The coronovirus pandemic is an opportunity to adapt our thinking on informal settlements
Share this article:
OPINION - There is a universal truth in this world that we are only defeated by the obstacles in our lives if we don’t learn from them, grow through them and become better because of them.
The same is true for countries and governments - if South Africa as a nation does not learn from the Covid-19 pandemic currently ravaging our country, then we will indeed be defeated by it.
Regrettably, it has taken a major health pandemic for the ANC-led government to sit up and take notice of the appalling conditions within so many informal settlements. This has merely highlighted government’s failure to address the socio- economic challenges that continue to beleaguer our people.
And while the focus of the national government and KwaZulu-Natal’s (KZN) provincial government should be on defeating the virus and keeping our people safe, it is important for us all to start thinking about the kind of country we want to build out of this health crisis.
A good case in point is that of Informal Settlements, which are a part of our ‘normal’ in South Africa. According to the KZN Department of Human Settlements there are 743 informal settlements in the province. A staggering 547 of these are within the eThekwini metro, with an estimated 256 559 dwellings.
It is generally accepted that informal settlements are not healthy places to live.
The World Health Organisation (WHO), in a 2016 report stated: “Rapid urbanization and inadequate capability to cope with the housing needs of people in urban areas have contributed to the development of informal settlements. Living in these settlements often poses significant health risks. Sanitation, food storage facilities and drinking water quality are often poor, with the result that inhabitants are exposed to a wide range of pathogens and houses may act as breeding grounds for insect vectors. Cooking and heating facilities are often basic, with the consequence that levels of excessive exposures to indoor pollution may occur.”

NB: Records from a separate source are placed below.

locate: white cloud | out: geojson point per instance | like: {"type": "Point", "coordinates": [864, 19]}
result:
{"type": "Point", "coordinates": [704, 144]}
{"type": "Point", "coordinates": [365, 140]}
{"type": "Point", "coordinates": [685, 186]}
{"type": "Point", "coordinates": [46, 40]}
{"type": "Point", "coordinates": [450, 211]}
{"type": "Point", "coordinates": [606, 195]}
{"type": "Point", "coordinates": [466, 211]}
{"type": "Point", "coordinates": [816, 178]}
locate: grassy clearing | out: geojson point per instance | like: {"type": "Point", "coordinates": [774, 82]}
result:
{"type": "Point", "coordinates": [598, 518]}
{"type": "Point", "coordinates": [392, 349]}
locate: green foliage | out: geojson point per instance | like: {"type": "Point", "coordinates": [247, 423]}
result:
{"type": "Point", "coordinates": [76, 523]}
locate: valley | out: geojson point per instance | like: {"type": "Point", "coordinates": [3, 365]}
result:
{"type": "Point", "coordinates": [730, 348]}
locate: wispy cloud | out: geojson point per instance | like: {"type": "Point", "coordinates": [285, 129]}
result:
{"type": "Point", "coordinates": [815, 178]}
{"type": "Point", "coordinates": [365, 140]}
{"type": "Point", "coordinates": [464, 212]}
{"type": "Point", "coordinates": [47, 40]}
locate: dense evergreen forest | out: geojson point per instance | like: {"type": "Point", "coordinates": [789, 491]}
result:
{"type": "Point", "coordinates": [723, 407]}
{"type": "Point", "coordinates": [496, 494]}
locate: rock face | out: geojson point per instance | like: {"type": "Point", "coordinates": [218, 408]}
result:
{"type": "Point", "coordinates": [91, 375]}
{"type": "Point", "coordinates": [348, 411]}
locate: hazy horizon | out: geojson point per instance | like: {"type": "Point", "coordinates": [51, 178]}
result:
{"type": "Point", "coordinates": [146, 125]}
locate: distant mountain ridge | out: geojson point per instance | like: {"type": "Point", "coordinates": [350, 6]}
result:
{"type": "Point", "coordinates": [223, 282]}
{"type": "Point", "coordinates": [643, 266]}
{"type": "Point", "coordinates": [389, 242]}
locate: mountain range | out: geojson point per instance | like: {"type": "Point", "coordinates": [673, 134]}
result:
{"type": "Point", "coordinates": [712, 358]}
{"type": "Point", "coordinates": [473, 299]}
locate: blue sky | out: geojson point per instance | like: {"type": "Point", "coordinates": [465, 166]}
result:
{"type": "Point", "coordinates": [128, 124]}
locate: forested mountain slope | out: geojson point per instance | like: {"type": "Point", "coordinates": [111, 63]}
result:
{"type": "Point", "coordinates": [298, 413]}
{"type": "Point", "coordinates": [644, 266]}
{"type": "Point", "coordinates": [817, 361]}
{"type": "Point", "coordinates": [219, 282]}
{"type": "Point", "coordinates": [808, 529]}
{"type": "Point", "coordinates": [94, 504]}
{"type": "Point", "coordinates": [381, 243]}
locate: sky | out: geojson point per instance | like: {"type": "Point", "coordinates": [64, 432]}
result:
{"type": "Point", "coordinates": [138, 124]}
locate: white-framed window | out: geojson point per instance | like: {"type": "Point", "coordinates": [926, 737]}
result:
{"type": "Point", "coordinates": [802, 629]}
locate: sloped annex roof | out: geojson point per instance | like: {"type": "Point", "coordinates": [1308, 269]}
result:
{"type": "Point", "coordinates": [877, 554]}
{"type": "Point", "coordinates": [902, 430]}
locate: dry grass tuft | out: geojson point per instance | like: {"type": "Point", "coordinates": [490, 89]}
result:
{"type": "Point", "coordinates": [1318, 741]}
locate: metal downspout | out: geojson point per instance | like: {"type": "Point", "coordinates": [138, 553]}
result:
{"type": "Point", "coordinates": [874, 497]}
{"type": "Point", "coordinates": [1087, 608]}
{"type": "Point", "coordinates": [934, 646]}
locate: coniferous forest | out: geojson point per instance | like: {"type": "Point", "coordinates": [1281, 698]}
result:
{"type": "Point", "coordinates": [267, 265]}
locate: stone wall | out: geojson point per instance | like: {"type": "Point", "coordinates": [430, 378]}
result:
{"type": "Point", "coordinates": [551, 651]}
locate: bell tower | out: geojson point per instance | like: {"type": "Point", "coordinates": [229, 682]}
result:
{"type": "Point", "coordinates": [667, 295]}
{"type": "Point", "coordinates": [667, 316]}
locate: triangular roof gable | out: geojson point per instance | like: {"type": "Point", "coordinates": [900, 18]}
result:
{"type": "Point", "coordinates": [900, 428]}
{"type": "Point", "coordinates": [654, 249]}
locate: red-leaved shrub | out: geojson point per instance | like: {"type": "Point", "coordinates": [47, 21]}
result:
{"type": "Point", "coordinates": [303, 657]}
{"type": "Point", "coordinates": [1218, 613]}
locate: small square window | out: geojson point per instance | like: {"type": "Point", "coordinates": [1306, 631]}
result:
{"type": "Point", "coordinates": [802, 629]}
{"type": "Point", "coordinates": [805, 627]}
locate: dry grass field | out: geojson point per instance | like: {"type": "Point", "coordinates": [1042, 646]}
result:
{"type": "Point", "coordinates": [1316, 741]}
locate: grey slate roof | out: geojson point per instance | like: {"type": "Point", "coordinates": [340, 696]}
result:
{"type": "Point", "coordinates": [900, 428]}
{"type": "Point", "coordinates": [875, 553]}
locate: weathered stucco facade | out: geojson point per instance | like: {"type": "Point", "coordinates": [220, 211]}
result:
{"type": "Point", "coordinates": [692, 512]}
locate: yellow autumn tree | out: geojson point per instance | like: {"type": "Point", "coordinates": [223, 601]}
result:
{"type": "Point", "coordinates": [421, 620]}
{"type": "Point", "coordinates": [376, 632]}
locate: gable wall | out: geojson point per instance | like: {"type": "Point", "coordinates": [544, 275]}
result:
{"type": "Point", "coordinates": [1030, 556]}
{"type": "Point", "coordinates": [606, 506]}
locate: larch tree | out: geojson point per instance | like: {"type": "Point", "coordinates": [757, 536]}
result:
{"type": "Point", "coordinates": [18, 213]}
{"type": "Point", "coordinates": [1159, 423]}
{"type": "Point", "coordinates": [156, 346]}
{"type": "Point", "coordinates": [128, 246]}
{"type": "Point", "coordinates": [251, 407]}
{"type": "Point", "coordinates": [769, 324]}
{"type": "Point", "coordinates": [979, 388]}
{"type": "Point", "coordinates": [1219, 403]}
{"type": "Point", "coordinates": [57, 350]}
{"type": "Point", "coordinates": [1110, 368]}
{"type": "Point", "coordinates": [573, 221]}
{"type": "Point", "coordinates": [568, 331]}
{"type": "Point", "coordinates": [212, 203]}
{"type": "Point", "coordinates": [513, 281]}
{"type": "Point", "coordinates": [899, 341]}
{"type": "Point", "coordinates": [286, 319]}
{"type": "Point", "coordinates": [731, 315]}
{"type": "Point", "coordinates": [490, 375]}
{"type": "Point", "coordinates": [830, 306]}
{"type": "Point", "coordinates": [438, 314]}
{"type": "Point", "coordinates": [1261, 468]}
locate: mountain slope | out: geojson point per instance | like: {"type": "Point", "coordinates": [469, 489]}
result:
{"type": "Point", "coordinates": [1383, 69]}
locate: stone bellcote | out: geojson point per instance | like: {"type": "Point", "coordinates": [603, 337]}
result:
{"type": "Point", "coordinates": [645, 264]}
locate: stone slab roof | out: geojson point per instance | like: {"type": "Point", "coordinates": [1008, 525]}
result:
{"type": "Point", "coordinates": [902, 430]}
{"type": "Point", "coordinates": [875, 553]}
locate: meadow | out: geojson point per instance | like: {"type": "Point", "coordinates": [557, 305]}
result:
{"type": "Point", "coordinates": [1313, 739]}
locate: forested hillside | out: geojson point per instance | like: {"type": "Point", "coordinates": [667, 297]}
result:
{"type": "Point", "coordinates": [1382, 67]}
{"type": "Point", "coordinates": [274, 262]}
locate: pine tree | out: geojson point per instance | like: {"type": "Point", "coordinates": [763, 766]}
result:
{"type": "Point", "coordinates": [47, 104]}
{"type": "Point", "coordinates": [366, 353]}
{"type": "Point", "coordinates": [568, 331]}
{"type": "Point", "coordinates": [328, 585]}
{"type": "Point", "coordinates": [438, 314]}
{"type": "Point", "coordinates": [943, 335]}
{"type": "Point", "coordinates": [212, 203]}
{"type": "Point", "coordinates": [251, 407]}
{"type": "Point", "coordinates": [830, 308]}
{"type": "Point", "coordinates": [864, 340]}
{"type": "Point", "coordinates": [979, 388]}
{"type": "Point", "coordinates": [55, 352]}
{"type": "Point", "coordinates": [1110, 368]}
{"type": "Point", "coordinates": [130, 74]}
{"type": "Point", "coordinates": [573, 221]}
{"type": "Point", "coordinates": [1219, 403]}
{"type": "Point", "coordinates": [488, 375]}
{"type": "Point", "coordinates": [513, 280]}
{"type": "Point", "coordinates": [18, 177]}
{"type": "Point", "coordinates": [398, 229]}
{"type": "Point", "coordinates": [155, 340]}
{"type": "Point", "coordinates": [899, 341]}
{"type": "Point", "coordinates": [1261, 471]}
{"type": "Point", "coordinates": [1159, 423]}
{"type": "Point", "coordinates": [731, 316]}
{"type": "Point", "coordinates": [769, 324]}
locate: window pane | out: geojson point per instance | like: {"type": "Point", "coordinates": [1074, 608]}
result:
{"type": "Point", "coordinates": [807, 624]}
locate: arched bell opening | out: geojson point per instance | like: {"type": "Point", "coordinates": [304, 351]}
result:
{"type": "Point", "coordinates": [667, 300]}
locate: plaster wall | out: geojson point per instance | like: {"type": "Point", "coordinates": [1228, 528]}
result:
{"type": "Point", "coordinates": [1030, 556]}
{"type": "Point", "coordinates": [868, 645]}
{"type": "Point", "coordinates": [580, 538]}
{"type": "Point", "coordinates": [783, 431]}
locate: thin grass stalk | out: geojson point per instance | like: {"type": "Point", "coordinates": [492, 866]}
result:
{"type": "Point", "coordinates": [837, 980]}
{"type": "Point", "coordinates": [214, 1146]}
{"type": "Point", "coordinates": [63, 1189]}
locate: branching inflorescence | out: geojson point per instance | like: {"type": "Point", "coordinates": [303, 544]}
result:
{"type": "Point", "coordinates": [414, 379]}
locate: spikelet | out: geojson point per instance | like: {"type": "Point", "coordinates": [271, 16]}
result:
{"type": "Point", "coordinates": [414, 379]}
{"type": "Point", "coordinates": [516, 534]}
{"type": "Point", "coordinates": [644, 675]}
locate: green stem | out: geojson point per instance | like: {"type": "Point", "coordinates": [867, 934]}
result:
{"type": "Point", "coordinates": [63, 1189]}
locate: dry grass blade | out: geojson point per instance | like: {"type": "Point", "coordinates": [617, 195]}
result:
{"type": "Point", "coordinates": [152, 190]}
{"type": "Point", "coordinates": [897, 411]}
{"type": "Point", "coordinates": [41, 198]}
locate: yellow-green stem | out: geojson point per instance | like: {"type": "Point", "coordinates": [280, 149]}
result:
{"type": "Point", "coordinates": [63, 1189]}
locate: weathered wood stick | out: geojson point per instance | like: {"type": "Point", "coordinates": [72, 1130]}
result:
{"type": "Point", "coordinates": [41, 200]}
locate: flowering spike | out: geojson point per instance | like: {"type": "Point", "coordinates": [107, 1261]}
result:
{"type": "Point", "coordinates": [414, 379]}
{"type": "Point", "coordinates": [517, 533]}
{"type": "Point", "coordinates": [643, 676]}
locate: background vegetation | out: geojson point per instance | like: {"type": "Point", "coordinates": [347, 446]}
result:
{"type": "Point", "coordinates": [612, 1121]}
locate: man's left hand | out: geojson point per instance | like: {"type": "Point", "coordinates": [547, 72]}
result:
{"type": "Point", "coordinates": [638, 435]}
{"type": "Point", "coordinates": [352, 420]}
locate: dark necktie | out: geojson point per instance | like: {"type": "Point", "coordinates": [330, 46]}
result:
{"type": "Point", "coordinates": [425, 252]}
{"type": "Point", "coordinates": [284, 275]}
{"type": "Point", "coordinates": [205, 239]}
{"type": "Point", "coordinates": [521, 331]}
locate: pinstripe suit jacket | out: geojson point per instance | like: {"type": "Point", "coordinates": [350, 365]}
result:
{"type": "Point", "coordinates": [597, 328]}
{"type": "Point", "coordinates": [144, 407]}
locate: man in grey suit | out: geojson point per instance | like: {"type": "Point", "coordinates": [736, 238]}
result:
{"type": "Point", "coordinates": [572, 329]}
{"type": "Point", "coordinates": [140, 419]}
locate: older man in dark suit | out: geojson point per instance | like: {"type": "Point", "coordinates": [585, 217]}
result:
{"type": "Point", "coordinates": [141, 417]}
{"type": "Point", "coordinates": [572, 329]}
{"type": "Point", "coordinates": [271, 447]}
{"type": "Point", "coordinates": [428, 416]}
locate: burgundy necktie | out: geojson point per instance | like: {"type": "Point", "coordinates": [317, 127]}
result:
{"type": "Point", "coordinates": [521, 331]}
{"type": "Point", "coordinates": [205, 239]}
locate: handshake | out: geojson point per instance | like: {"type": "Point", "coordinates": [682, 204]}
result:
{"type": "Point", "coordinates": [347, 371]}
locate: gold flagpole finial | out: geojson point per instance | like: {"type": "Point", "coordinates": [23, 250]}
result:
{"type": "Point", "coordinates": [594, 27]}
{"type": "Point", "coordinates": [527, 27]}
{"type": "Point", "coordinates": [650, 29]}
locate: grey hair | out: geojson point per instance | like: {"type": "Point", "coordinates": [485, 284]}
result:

When President Cyril Ramaphosa announced South Africa’s lock down, it very quickly became clear those living within informal settlements would face the highest risk for contracting Covid-19.
This due to the difficulty of social distancing within confined living spaces and the struggle to follow the rules due to the very nature of these informal communities. Then there is the accepted best practice when it comes to protection from the virus - maintaining good hygiene, regular handwashing and using of safe and clean toilet facilities – things that many of us take for granted but which are not easy to come by in any of the 743 informal settlements.
The fact of the matter is that informal settlements are fertile ground for viruses such as Covid-19 to spread quickly and easily.
Add to this the possibility of already compromised immune systems due to insufficient diet caused by the abject poverty and you have a recipe for disaster. This situation is not helped by the fact that KZN’s housing backlog continues to grow every year.
In 1994 the housing backlog was 1,5 million, now just over two decades later it is estimated at 2,1 million countrywide with KZN’s backlog standing at 740 000. It will take many more decades before we as a nation realise our goal of dignified housing for all.
The question is – what can we do now that will have an immediate and lasting effect on the lives of those who live in informal settlements?
To begin with – we must start to think differently.
We must accept the reality and be pragmatic in our approach. Millions of South Africans live in informal settlements so we need to start by working to improve their health and the overall quality of health within these communities.
This includes obvious solutions such as improving the provision of potable water and sanitation - to more extreme measures such as actually properly planning the layout of informal settlements. This is the reality we are faced with so why not make sure that there is enough space and open areas for children to play?
And why not take other measures aimed at making these areas safer and healthier? Our towns and cities have building regulations and town planning rules. Perhaps we should do the same for our informal settlements so that, rather than punishing people or holding them back, we help them by establishing safer and healthier communities.
As we approach winter – which in informal settlements means ‘fire season’ - more should also be done to provide fireproofing within these communities.
Meanwhile, in terms of education and awareness, those living within informal settlements also need to be shown how they too can play a role. Implementing just some of these measures could go a long way in reducing deaths through disease, fire and related causes.
While government’s goal must remain getting rid of all informal settlements through the provision of dignified housing, right now we need to accept that they are a part of our South African Reality.
We need to take what we have learned from the Covid-19 crisis and create healthier environments for our people. Let us not just accept the status quo but rethink our whole approach. As Franklin Roosevelt said: ‘It is common sense to take a method and try it. If it fails, admit it frankly and try another. But above all, try something’.
Martin Meyer is a Member of the Democratic Alliance Caucus in the KZN Legislature and sits on the province’s Human Settlements and Public Works Portfolio Committees. He is a former DA Councillor in eThekwini where he was the DA Whip for Human Settlements and Infrastructure.